Learning from Universality

:: Toward universal principles of neural representation

Where neuroscience once lacked high-performing computational models, we now have an overabundance in the form of deep neural networks. In fact, in many areas of cognitive neuroscience, there are so many high-performing models, that it has become difficult to discern which, if any, of these models is “right.”Standard metrics for model-brain similarity suggest that nearly all modern deep networks are good models of human brains. How can this be? Shouldn’t drastic differences in the construction of networks matter? Do we need better metrics to differentiate competing models? I will argue that attempting to adjudicate between existing deep networks should not be our primary focus. This is because at a fundamental level, these seemingly disparate networks are effectively the same—they have learned something universal. Our focus should be on understanding these universal representations and the principles that allow them to emerge under such highly diverse conditions. Doing so may reveal fundamental underlying mechanisms that abstract over many details of a network’s construction. Thus, the primary challenge that we face is not a need for better metrics but, rather, a need for better theories.

Metrics Blitz

The speakers in this part of the series will be presenting some of their responses to the second part of our primary motivating question:
How do we get what we want from our metrics?
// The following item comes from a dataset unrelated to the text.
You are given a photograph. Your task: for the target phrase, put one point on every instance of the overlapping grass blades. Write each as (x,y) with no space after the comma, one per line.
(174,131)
These talks in this section will showcase work on the shortcomings of current metrics; propositions for new (or improved) metrics; “meta” metrics or “auxiliary metrics” designed to address the shortcomings of current (first or second-order alignment) metrics; and more.

Niko Kreigeskorte

Columbia University

RSA + Controversiality

:: Metrics and experimental designs should be optimized for model comparison

Theoretical progress in cognitive computational neuroscience requires model comparisons that are meaningful and powerful. A neural population code of a set of stimuli (or other mental representations that can be reliably elicited in an experiment) can be characterized by its representational geometry, as captured equivalently by a representational dissimilarity matrix (RDM) or a representational similarity (kernel) matrix. The similarity between two representations (e.g. a model layer and brain region) can be measured by choosing an RDM estimator (e.g. Euclidean, Mahalanobis, or crossnobis dissimilarity estimator) and an RDM comparator (e.g. rank correlation, Pearson correlation, cosine similarity, or whitened alternatives to the latter two). The whitened RDM cosine similarity can be understood as a generalization of the linear centered kernel alignment to unbiased representational distance estimators. The listed RDM comparators are representational similarity measures and are not metrics. Metric RDM comparators include the angle or Euclidean distance between normalized RDMs. The RSA3 Python Toolbox implements these options and supports model-comparative inference that can generalize simultaneously to the populations of subjects and stimuli. Importantly, we have a clear understanding of when and why to choose which combination of RDM comparator and RDM estimator (based on properties of the experiment and assumptions the researcher is willing to make). However, distinct neural network models implementing different computational mechanisms can predict similar representational geometries for randomly selected natural stimuli. To enable powerful model comparisons, we can optimize our experimental stimulus sets to elicit contrasting predictions from different models. We refer to such stimulus sets as controversial among the models. Controversial stimuli can be unconstrained (artificial, synthetic, e.g. optimizing image pixels) or constrained to various degrees (e.g. optimizing latents of a stimulus-generative model that defines a prior over stimulus space or selected from a set of natural stimuli), thus enabling us to transcend the dichotomy of natural versus artificial and subject our models to inferential comparisons that are both meaningful and powerful.

Jenelle Feather

FlatIron Institute

Spectral Theory (SNAP)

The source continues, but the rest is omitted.